Hansen also points out that Food & Chemical Toxicology is a member of the Committee on Publication Ethics, which posits only three reasons that are valid for the retraction of a paper: 1) plagiarism, 2) fraud, and 3) bad data.

Dr. A. Wallace Hayes, the journal’s editor-in-chief, admits that he “found no evidence of fraud or intentional misrepresentation of the data” in Séralini’s study. Says Hansen, “Food & Chemical Toxicology retracted the study because ‘the results are inconclusive.’ But that’s the language of science. Most studies end with a call for more studies to be done. That isn’t justification for a retraction.”

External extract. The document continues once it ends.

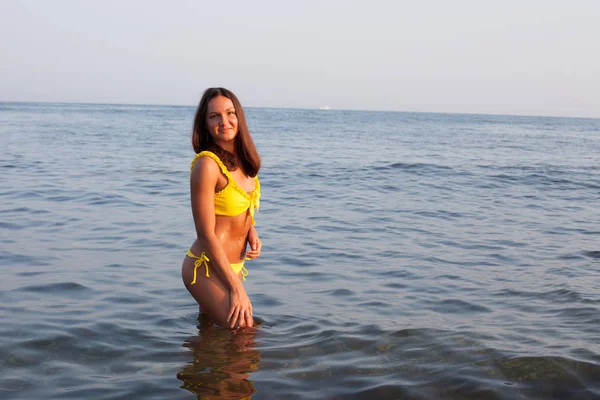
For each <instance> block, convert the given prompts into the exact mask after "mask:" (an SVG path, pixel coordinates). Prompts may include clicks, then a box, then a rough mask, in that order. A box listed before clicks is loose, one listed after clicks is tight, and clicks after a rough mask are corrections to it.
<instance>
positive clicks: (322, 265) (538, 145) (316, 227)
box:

“Inconclusive? Until a hypothesis is proven, all results are inconclusive,” Georgetown University Medical Center professors Adrienne Fugh-Berman, MD, and Thomas G. Sherman, Ph.D. concur in a January letter to Bioethics Forum.

In addition, six months after it published Séralini’s study, Food & Chemical Toxicology brought in a new editor to specialize in papers on biotech. Richard E. Goodman worked for Monsanto from 1997-2004 as a regulatory scientist who helped the company get federal approval for biotech crops. Goodman denies involvement with the retraction.

“There are hundreds of studies that should be permanently removed from the scientific literature, but the Séralini study is not one of them,” write Sherman and Fugh-Berman. “The retraction of the Séralini study is a black mark on medical publishing, a blow to science, and a win for corporate bullies.”